Consider the tabs example from Kurt Cagle et al:
http://en.wikibooks.org/wiki/XForms/Horizontal_File_Tab_Menu

If you want to allow bookmarking a page with a certain tab selected, you
can use server-side logic to populate an instance with the a value from
the Request URI, for example a query string:

    http://example.com/tabbed-page?tab=tab-1

In XForms 1.1 you then need this:

<instance id="query-string"><data xmlns=""><tab ... server side data 
goes here ...></data></instance>

<action ev:event="xforms-ready">
<toggle><case value="instance('query-string')/tab"></toggle>
</action>

A little more is needed because the Wikibooks example lacks tab
highlighting, and it's done with an instance value kept up-to-date on
toggle.  So we must initialize it.

Consider the page here: http://xformstest.org/2010/07/kurt_cagle/index.xml

We would then add something like this:

<action ev:event="xforms-ready">
<setvalue ref="instance('tabset-instance')/@value"
                 value="instance('query-string')/tab" />
<toggle>
<case value="instance('query-string')/tab" />
</toggle>
</action>

With the XForms 2.0 switch/@ref construct, we can go back to either the
setvalue alone or the toggle alone, assuming we have
<switch ref="instance('tabset-instance')/@value">...</switch>

<action ev:event="xforms-ready">
<toggle>
<case value="instance('tabset-instance')/@value" />
</toggle>
</action>

This lets us write an incoming link to a page with a selected tab, but
doesn't give us a way to bookmark the current state as we click around.

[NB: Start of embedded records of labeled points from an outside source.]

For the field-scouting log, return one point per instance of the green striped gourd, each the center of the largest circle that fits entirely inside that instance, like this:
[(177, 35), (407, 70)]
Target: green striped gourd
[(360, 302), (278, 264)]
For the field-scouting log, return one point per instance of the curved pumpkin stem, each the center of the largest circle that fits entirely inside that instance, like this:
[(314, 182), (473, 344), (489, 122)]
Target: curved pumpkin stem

The TAG finding explores ways of keeping track of application state.
One of the more readable discussions referred to by the TAG finding is
the article by Jenni Tennison describing one mechanism, called "hash
URIs", dealing with a common practice involving fragment identifiers.

   http://www.w3.org/QA/2011/05/hash_uris.html

There are trwo advantages of using fragment identifiers
1. they can be read and updated solely on the client
2. semantically they already refer to page parts

Please refer to Jenni's article for more details.

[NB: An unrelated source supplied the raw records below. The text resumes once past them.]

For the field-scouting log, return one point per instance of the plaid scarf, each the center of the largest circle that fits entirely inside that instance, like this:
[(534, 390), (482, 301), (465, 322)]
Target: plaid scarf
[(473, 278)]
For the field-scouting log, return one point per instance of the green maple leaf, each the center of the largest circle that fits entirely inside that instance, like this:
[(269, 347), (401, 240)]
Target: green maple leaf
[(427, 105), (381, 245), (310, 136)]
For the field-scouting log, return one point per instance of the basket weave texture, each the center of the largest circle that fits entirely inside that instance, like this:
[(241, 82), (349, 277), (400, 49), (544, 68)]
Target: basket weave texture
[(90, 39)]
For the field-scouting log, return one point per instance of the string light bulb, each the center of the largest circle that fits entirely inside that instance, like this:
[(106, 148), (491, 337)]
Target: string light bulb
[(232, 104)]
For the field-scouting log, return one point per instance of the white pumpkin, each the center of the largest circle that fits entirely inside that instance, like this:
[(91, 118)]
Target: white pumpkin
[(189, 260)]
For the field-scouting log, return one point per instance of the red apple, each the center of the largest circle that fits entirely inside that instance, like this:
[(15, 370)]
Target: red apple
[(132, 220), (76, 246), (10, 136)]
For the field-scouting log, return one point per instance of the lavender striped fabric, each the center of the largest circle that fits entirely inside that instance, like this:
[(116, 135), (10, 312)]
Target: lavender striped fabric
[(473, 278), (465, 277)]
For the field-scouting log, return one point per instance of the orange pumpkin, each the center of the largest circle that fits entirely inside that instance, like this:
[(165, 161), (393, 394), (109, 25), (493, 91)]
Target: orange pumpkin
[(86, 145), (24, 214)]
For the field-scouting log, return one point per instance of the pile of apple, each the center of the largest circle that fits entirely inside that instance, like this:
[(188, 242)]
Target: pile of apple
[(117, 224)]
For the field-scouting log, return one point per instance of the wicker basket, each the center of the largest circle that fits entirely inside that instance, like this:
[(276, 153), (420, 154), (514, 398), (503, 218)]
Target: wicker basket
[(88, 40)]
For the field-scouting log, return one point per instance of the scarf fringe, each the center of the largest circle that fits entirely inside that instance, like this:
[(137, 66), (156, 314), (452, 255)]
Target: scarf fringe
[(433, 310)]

I think we should take a look at the HTML5 history API and the Hashbang
work to see if we can use the events defined there to map to an instance
or function that allows bidirectional binding.  That way, when the user
clicks and the case toggles, and the switch/@ref changes the instance
value, that value propagates back to the location URI automagically.